The implant is the agent that is installed on the target machine. It is responsible for executing the commands sent by the server and sending the results back to the server.

Building the implant

The primary implant is written in MSVC++ and is compiled to an EXE. It should be built using mingw-w64. The following command will build the implant:

Thankfully, you don’t have to worry about configuring any compiler flags or anything like that. The Makefile will take care of everything for you.

To build the debug version of the implant, run the following command:

$ cd implant
$ make implant

To build a stripped version of the implant in release mode, run the following command:

$ cd implant
$ make release

Building a full “release” implant

When you build with make release, the binary is stripped, but debug print statements are still included in the binary.

In order to remove these, run the following command:

Linux:

$ cd implant
$ RELEASE_OUTFILE=release.exe ./build_release.sh  # implant saved in ./release.exe 

Windows (powershell):

PS> cd implant
PS> $env:RELEASE_OUTFILE="release.exe"; .\build_release.ps1  # implant saved in ./release.exe 

Evasion

The implant has some basic evasion techniques included, but it is NOT meant to be FUD by anti-virus as there are some clear signatures. For example, it uses implicit linking of all DLLs instead of being sneakier and usng explicit linking. This is because I don’t want to spend too much time on evasion techniques. If you want to make it FUD, you can use a tool like Veil to generate a payload that is relatively FUD.

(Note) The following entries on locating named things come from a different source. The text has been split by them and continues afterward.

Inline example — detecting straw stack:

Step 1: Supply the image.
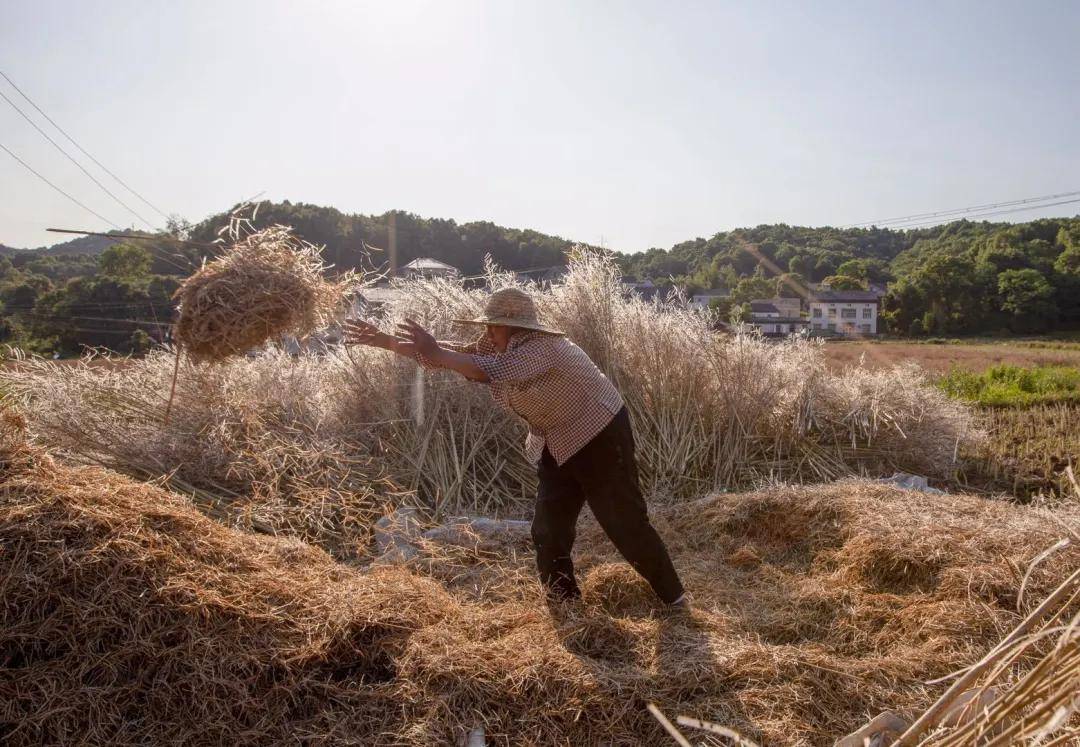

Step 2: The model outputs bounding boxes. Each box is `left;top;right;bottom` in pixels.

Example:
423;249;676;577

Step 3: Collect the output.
174;226;353;361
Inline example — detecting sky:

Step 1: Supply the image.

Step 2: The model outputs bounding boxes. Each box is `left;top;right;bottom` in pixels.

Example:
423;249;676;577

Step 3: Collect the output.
0;0;1080;252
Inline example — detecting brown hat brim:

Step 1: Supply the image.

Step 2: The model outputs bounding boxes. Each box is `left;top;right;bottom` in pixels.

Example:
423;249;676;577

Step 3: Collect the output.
451;316;566;337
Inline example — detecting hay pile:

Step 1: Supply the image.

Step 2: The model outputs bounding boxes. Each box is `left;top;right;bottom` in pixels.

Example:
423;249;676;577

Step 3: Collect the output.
174;223;353;361
0;416;1080;745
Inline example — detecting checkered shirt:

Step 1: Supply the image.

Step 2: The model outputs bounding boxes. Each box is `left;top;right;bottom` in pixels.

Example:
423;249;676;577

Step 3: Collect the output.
418;332;623;464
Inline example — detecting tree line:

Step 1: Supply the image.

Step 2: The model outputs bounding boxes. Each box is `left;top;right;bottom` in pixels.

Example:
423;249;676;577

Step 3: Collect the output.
0;201;1080;354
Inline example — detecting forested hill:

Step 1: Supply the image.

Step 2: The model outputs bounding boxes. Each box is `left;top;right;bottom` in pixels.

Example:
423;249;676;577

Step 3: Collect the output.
0;196;1080;353
0;236;120;257
185;201;591;275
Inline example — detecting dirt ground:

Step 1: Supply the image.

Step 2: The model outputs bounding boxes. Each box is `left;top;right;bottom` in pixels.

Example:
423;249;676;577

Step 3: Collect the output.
825;341;1080;374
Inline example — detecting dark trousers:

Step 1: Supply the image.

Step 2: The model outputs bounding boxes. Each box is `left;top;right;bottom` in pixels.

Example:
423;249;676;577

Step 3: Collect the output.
532;408;683;602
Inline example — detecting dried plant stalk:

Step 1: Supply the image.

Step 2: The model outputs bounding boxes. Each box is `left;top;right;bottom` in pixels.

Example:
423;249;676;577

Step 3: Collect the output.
174;221;355;361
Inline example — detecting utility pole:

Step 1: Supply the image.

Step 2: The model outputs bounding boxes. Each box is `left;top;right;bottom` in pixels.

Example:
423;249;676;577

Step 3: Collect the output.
387;212;397;277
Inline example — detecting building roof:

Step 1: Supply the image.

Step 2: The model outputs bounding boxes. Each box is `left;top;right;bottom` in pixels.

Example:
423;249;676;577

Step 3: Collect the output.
810;290;878;303
405;257;458;272
359;285;401;303
750;316;810;324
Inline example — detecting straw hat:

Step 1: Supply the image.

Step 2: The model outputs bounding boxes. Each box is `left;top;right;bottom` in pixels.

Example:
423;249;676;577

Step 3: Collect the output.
454;288;565;335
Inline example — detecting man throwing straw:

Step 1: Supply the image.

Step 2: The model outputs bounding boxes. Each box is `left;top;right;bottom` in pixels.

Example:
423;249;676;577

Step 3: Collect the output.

However, we’ll go into the basic evasion techniques that are used in the implant.

Compile-time string obfuscation

The implant uses a compile-time string obfuscation technique that I found here. Full credit to andrivet for this technique. It’s a very simple technique that is very effective at preventing static analysis of strings.

Anti-Debugging

The implant sets the ThreadHideFromDebugger flag using NtSetInformationThread to hide from debuggers. The implant will then crash if it detects that it is being debugged.

Sleep skip detection

The implant will check for sleep skipping detection by using QueryPerformanceCounter and QueryPerformanceCounter to check if the sleep time is actually the time that has passed. If the implant detects it is being sleep skipped, it will crash.

This topic interests me for some reason, so this is a possible area of improvement (maybe using NTP?).

Anti-Sanbox

This is maybe the simplest of the evasion techniques. The implant will execute the cpuid instruction and check the value of ebx after executing it. The implant shows a pop up message box if this is detected. This is a very simple technique that is easily bypassed, but it’s good enough for now.